Penjarahan Sawit Meluas, Industri dan Ekonomi Terancam


Jakarta, MI - Gelombang penjarahan kebun sawit mencuat di Kalimantan Tengah setelah ribuan hektare lahan sawit disegel dan disita oleh Satgas Garuda Penertiban Kawasan Hutan.
Aksi ini dikhawatirkan dapat memicu ancaman serius terhadap stabilitas industri kelapa sawit yang menjadi penopang penting bagi perekonomian Indonesia.
Pakar hukum kehutanan dari Universitas Al Azhar Indonesia, Dr. Sadino, menilai aksi penjarahan ini berpotensi meluas ke wilayah lain yang turut dipasangi plang penyitaan.
"Ini yang saya khawatirkan kejadian ini akan menjalar ke wilayah lain yang terutama yang dipasang plang. Berarti perintah Presiden Prabowo Subianto tidak terpenuhi yang meminta agar tidak mengganggu produksi dan keberlanjutan (industri sawit)," ujar Sadino di Jakarta pada Senin (17/3/2025).
Sadino mengungkapkan bahwa aparat pemerintah memiliki keterbatasan jangkauan dan pendanaan sehingga penjagaan tidak menjangkau seluruh kawasan karena luasnya lahan sawit dan terpencar-pencar.
Sedangkan pendekatan pengamanan oleh TNI bukan merupakan tupoksinya. Bagi perusahaan tentunya hal ini menjadi keraguan karena Perpres No 5 Tahun 2025 memungkinkan negara mengambil alih lahan sawit meskipun tidak diatur dalam Undang-undang Cipta Kerja (UU CK).
"Kekhawatiran saya tentu dikuasai negara berarti rakyat bisa menafsirkan untuk ikut mengambil hasil kebunnya, sehingga yang terjadi akan berebut lahan kebun. Ini namanya dampak sosial yang kurang diperhatikan oleh Satgas," ungkap Sadino.
Sadino menyampaikan, aparat keamanan seharusnya tidak perlu memasang plang penguasaan sebelum status lahannya jelas dan clear. Karena negara juga akan kesulitan mengatasi kesulitan masalah sosial.
"Perusahaan akan lebih tidak berdaya karena diambil alih lahannya berarti tidak ada hak lagi disitu atau bagaimana posisinya perlu diperjelas oleh Satgas. Jika menggerakkan keamanan dari TNI tentu akan menjadi masalah yang baru," tuturnya.

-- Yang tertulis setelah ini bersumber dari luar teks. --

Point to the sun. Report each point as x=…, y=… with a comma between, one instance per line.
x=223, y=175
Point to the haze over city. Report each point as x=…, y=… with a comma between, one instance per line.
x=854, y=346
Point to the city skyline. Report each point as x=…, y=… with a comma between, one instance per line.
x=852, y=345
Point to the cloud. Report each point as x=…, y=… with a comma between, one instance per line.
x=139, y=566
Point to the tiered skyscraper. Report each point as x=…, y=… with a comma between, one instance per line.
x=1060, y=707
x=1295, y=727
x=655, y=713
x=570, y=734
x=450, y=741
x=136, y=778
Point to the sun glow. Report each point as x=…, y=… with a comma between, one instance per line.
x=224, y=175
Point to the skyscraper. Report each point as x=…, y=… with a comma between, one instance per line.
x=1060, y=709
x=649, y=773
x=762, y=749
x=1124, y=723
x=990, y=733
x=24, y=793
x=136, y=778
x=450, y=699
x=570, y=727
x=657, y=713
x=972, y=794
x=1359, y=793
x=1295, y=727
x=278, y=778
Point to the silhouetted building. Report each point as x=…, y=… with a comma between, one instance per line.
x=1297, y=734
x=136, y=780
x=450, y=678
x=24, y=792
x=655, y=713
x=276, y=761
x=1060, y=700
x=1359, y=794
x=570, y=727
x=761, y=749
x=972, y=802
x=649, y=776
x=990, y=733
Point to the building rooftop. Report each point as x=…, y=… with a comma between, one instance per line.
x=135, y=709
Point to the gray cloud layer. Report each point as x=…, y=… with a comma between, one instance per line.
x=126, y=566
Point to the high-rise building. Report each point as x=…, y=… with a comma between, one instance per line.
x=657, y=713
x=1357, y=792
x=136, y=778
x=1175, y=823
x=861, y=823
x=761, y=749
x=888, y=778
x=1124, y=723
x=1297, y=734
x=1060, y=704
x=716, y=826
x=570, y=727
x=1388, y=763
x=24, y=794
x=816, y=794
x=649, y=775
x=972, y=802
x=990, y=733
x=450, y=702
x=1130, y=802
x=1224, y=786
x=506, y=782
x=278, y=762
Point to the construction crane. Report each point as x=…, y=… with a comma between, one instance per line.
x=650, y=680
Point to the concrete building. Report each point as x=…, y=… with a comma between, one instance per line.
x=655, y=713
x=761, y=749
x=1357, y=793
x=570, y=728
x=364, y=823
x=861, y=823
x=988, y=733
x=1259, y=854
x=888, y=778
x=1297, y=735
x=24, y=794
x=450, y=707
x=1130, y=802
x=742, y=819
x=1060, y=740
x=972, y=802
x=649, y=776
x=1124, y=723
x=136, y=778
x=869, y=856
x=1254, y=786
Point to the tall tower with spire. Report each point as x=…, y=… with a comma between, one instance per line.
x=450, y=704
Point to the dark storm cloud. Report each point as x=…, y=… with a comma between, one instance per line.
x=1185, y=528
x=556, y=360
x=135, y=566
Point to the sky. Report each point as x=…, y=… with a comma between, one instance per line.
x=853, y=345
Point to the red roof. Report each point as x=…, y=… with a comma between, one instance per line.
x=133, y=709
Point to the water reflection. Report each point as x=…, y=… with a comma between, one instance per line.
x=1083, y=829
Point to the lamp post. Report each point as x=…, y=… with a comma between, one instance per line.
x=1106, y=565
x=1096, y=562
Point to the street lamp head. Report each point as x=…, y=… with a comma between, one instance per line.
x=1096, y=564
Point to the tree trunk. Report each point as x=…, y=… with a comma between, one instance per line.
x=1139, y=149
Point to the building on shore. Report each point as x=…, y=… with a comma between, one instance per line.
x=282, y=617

Sadino menilai bahwa langkah Satgas dalam mengambil alih lahan perkebunan bertentangan dengan ketentuan Pasal 110A dan 110B UU Nomor 6 Tahun 2023 tentang Cipta Kerja.
Terlebih, jika lahan yang disita merupakan area yang telah memiliki izin Hak Guna Usaha (HGU), hal ini justru berpotensi membuat investor enggan menanamkan modal di sektor perkebunan. Menurutnya, kedudukan hukum Satgas bisa diperdebatkan dalam penegakan hukum.
"Siapa yang berhak atas lahan kebun dimaksud yang dijarah. Proses ambil alih tidak mudah dan harus clear tentang hak dan kewajiban antara pemilih lahan sebelumnya dengan Satgas. Artinya kedudukan hukum masih rancu," terangnya.
Ia berharap keberadaan Satgas tidak mengganggu produksi dan produktivitas kebun sawit. Jangan malah sebaliknya Satgas justru membuat usaha perkebunan menjadi terganggu keberlanjutannya. Karena itu, Satgas harus memilah sumber izin pelaku usaha.
"Jangan hanya ikut Kementerian Kehutanan. Saya sangat berharap agar tidak mengganggu perekonomian mesti dipilah yang sudah ada hak atas tanah seperti SHM (sertifikat hak milik),HGB (hak guna bangunan) dan HGU (hak guna usaha) adalah bukan kawasan hutan harus dikeluarkan," tegas Sadino.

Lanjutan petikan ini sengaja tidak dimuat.